The thesis provides an analysis of multilateral trade lawmaking in the GATT and the WTO from the late 1940s to the current Doha Round negotiations. It investigates the discourses, practices, techniques, and legal concepts that have come to define what it means to make trade law. These elements are essential to multilateral trade lawmaking insofar as they provide trade negotiators with a way to frame their arguments and to go about negotiating, and with the tools to construct trade policy disciplines and to record them in legal form. On the other hand, they are also limiting, in that they endorse certain ways of going about trade lawmaking as normal, and delimit what negotiators and their audiences perceive as reasonable, legitimate, and realistic arguments in the lawmaking process.
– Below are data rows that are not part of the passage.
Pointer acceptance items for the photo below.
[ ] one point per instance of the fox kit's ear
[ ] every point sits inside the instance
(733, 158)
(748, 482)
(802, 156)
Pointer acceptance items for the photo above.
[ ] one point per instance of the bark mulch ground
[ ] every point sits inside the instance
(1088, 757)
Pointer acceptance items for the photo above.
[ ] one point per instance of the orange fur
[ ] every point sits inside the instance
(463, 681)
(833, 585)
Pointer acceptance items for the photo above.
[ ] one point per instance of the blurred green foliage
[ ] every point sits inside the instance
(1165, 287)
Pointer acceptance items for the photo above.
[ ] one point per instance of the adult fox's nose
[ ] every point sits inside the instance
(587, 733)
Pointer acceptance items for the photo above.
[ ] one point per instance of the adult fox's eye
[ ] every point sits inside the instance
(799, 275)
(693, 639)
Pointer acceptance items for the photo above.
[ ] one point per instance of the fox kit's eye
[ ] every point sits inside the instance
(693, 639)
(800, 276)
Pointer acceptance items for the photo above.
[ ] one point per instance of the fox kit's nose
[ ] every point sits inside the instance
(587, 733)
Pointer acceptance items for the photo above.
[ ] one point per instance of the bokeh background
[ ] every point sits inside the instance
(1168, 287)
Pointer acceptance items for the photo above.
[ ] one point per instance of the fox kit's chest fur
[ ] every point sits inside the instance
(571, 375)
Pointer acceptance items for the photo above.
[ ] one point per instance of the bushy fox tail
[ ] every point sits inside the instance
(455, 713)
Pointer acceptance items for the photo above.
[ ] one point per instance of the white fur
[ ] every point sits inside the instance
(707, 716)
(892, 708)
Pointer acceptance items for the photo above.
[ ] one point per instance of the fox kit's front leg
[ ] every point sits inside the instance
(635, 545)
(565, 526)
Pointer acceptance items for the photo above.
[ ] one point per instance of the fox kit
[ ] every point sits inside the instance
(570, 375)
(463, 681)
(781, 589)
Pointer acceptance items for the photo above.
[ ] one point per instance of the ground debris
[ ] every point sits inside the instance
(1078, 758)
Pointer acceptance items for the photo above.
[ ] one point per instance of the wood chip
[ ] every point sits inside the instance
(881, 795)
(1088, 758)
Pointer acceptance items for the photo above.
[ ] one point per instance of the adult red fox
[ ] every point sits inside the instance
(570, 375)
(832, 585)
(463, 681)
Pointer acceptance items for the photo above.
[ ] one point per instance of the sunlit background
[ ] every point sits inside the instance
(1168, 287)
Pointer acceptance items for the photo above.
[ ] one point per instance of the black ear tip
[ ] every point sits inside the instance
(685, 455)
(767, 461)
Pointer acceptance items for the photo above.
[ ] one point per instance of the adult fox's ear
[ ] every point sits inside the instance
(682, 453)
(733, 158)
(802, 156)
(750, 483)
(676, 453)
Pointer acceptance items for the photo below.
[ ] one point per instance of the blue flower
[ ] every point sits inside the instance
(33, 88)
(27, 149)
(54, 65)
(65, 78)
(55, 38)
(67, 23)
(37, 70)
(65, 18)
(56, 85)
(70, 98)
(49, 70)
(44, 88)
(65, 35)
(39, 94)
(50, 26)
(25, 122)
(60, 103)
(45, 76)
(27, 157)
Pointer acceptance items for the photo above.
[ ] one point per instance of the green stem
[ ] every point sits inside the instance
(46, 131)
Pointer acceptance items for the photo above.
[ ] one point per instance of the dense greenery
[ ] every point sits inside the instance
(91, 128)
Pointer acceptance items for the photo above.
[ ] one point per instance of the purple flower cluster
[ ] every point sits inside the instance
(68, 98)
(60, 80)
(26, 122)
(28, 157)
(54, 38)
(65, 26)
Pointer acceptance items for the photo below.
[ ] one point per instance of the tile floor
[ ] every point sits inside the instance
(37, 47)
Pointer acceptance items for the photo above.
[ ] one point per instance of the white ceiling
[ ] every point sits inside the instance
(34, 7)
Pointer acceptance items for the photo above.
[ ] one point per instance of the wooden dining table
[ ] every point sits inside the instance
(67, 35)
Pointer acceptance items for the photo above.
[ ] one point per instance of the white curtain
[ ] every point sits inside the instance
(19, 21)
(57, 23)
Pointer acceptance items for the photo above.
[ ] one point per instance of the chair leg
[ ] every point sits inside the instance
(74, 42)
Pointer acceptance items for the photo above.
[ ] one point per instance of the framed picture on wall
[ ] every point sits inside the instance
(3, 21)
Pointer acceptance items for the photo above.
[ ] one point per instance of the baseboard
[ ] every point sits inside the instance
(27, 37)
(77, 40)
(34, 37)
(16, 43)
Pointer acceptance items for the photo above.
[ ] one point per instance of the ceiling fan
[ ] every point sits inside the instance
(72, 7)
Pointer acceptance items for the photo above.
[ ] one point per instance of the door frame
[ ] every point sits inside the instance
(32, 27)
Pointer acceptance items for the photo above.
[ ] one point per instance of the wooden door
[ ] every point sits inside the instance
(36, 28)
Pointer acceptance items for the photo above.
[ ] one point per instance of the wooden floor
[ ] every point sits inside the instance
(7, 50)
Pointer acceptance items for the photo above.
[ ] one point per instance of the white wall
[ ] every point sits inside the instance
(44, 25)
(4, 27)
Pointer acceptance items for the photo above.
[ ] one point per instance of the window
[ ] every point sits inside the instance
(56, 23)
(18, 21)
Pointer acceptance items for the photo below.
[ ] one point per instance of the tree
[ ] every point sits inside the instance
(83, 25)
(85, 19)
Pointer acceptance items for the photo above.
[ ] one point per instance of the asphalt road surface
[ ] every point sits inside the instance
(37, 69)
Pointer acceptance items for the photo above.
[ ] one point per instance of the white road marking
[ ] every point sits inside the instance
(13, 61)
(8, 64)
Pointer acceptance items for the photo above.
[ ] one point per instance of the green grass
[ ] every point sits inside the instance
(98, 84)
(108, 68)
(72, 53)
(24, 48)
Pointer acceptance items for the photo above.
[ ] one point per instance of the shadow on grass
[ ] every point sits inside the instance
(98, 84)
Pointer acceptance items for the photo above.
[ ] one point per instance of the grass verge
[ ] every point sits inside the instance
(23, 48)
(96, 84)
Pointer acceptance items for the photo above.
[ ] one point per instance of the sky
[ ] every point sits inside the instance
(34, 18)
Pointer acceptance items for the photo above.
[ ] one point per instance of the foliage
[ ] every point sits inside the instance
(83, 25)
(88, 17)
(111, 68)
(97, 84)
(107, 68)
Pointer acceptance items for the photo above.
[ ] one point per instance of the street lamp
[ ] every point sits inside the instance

The aim of the thesis is to destabilise these elements of trade lawmaking by revealing their contingent and often contested origins, and by showing how they foreclose alternative conceptions of the objectives, means, and possibilities of trade lawmaking. While the dissertation does not provide a full-fledged normative critique of the elements of lawmaking, it attempts to elucidate the discursive, practical, technical, and legal underpinnings of trade lawmaking that any such reform effort will, of necessity, confront.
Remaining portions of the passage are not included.